Mauro Donato Gadda era un imprenditore di origini milanese che è stato trovato senza vita nel bagagliaio della sua auto.

Mauro Donato Gadda, chi è l’imprenditore milanese ucciso: corpo trovato carbonizzato

Mauro Donato Gadda era un imprenditore di origini milanesi che è stato ritrovato senza vita nel bagagliaio della sua auto in Romania, dove da tempo risiedeva ed aveva un’attività avviata con due soci.

Mauro Donato Gadda, chi è l’imprenditore milanese ucciso

Mauro Donato Gadda, 64 anni, è un imprenditore originario di Busto Garolfo (Milano). Gadda era socio di un’attività specializzata in pompe e filtri d’acqua. L’azienda ha sede nel settore 5 di Bucarest, e l’imprenditore era titolare insieme ad altre tre persone. Era un uomo molto conosciuto nell’ambiente. Appassionato di pesca ed equitazione, la sua situazione finanziaria era a dir poco buona: possedeva diverse auto, un peschereccio e una villa residenziale sulle sponde del lago Mihăilești, nel distretto di Giurgiu.

L’imprenditore è stato trovato senza vita nelle campagne di Bucarest in una Dacia Logan nel tardo pomeriggio del 10 maggio. Nella mattinata, invece, dell’11 maggio sono stati arrestati due sospettati che poi hanno confessato l’omicidio.

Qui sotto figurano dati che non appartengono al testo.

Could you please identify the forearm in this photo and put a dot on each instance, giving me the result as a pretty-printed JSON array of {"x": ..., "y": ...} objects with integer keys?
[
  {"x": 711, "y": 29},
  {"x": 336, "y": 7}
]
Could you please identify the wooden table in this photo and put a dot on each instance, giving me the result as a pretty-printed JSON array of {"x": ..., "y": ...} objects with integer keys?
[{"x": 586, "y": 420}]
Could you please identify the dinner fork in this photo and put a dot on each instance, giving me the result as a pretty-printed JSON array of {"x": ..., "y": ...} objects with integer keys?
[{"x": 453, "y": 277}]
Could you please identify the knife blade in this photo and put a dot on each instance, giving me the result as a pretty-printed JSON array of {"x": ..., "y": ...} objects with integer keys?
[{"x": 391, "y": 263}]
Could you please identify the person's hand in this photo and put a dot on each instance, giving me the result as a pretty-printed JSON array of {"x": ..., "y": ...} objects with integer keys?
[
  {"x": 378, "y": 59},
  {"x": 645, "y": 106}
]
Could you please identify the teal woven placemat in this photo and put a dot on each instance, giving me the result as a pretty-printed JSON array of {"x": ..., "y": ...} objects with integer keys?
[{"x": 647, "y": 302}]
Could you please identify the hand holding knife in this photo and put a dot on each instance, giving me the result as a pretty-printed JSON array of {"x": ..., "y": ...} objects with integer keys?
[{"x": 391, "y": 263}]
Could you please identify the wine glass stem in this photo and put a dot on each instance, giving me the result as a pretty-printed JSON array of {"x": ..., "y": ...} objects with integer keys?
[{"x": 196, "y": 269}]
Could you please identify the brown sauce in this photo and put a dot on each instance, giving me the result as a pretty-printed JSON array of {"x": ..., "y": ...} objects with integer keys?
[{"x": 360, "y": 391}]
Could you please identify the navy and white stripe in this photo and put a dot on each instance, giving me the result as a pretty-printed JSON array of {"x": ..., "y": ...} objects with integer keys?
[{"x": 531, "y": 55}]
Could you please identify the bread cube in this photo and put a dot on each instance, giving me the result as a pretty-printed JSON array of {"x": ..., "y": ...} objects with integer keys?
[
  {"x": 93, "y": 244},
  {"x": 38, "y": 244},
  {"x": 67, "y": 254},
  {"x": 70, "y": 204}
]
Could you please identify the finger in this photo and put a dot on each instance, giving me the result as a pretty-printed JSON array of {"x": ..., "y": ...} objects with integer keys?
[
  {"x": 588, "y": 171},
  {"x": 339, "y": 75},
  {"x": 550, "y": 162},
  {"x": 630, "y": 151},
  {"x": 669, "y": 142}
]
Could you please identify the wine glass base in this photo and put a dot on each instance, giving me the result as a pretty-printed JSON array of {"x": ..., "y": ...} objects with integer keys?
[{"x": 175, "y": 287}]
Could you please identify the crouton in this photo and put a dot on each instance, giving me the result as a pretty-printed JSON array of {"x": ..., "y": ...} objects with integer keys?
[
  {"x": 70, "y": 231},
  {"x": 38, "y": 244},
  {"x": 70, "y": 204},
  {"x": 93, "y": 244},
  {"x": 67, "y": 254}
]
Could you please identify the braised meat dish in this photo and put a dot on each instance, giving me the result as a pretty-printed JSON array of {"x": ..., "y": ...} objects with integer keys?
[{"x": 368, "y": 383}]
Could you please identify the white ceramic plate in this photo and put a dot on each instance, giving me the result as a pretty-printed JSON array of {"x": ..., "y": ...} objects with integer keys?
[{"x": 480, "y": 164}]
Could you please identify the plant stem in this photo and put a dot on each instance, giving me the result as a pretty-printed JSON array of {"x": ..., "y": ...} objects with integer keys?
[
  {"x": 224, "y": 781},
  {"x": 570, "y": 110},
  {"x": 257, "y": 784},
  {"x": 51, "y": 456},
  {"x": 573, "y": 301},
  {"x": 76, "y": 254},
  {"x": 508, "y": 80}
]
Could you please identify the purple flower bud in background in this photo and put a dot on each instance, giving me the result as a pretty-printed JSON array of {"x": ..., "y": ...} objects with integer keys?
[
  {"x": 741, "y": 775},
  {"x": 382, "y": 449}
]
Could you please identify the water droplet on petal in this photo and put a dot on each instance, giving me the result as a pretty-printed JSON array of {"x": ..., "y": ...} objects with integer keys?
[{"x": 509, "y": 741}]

Corpo trovato carbonizzato

In base a quanto riportato dai giornali locali di Bucarest, dove il 64enne risiedeva da anni, il cadavere dell’imprenditore è stato ritrovato addirittura carbonizzato, presenterebbe diverse fratture alle mani e al cranio e alcune costole rotte.

Secondo quanto riporta il sito G4 Media, l’imprenditore sarebbe andato prima a casa della sua compagna, nel settore 5 della capitale Bucarest, trovandola con l’ex marito. Così è nata una discussione che è finita male, e i due avrebbero prima ammazzato Gadda, poi rinchiuso il suo corpo nel cofano della sua stessa auto, una Dacia Logan appartenente ad una ditta di noleggio, con la quale lo hanno trasferito nelle campagne di Magurele per poi dargli fuoco.

In queste ore, la magistratura locale sta facendo tutte le indagini più approfondite per capire effettivamente come siano andate le cose. Infine, pare che a riconoscere l’auto ed avvisare le forze dell’ordine sia stata la governante dell’imprenditore.